Fino all’Ottocento molti geografi, centinaia di miglia al largo dell’Irlanda, disegnavano un’isola leggendaria chiamata Hy-Brasil (niente a che vedere con il Brasile). E la mostra al Padiglione dell’Irlanda alla Biennale di Architettura di Venezia quest’anno si intitola proprio In Search of Hy-Brasil . Il riferimento in questo caso è a tre piccole isole al largo della costa occidentale d’Irlanda: Inis Meáin (Inishmaan), il sito patrimonio dell’Unesco Sceilg Mhicíl (Skellig Michael) e Cliara (Clare Island).
I co-curatori Peter Carroll, Peter Cody, Elizabeth Hatz, Mary Laheen e Joseph Mackey, hanno svolto un lavoro di ricerca sul campo per conoscere gli stili di vita e di sussistenza in questi luoghi di risorse scarse e di ruvida bellezza che, seppur vicini alla costa, anche per le condizioni climatiche e del mare risultano alquanto remoti, alla ricerca di un modello economico alternativo allo ‘sviluppismo’ a tutti i costi, che conduce all’inesorabile sfruttamento delle risorse naturali.
Per sensibilizzare l’opinione pubblica sul tema della gestione delle risorse da parte degli isolani e sul delicato equilibrio tra cultura e natura che si è istituito in questi luoghi, l’installazione si concentra sull’energia rinnovabile, sulla produzione alimentare etica e sulla biodiversità, raccontando le pratiche sostenibili messe in atto sulle isole attraverso disegni, modelli, filmati, suoni e testi.
I materiali utilizzati per la mostra mettono in risalto competenze e risorse locali.
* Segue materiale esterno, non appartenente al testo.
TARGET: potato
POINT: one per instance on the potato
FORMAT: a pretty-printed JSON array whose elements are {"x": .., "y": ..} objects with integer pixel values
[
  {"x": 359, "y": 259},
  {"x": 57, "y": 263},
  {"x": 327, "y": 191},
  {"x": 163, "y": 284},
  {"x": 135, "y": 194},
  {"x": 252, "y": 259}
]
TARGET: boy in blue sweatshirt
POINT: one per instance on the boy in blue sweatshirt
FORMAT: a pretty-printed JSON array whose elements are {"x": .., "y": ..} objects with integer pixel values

Come le sedute realizzate con corde intrecciate dismesse dei pescatori, poi imbottite con materiale di scarto della produzione di filati; un arazzo di lino che riproduce la topografia marittima dell’Irlanda e un’astrazione dell’isola di Skellig Michael realizzata con lana di pecora di Galway, un filato tradizionale.
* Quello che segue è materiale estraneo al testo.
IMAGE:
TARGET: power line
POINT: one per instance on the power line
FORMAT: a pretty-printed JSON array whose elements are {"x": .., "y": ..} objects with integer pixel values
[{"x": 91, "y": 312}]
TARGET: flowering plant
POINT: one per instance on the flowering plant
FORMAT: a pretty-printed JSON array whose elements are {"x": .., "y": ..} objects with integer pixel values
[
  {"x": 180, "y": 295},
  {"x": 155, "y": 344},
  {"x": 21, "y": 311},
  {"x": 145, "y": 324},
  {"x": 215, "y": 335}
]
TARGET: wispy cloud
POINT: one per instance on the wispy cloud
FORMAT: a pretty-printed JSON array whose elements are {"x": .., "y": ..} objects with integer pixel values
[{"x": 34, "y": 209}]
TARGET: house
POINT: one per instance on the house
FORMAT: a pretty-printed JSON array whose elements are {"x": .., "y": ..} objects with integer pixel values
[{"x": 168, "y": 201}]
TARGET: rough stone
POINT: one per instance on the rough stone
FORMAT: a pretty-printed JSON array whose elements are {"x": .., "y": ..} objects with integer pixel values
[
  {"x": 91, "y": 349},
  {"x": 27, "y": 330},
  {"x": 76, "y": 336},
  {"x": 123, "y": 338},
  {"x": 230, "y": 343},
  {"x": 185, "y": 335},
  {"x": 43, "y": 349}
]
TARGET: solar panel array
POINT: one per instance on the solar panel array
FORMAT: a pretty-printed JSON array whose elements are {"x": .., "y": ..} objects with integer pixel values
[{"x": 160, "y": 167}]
Al centro del padiglione sono esposte grandi lastre di calcare provenienti dalle tre isole e dai relativi fondali oceanici, insieme a una serie di esposizioni tattili che celebrano l’uso di materiali locali in modi innovativi e poco convenzionali.
Per evidenziare il ciclo naturale dei ritmi circadiani e l’impatto dannoso dell’inquinamento luminoso, la mostra utilizza la sola luce naturale come fonte principale di illuminazione, esattamente come tuttora avviene sulle isole.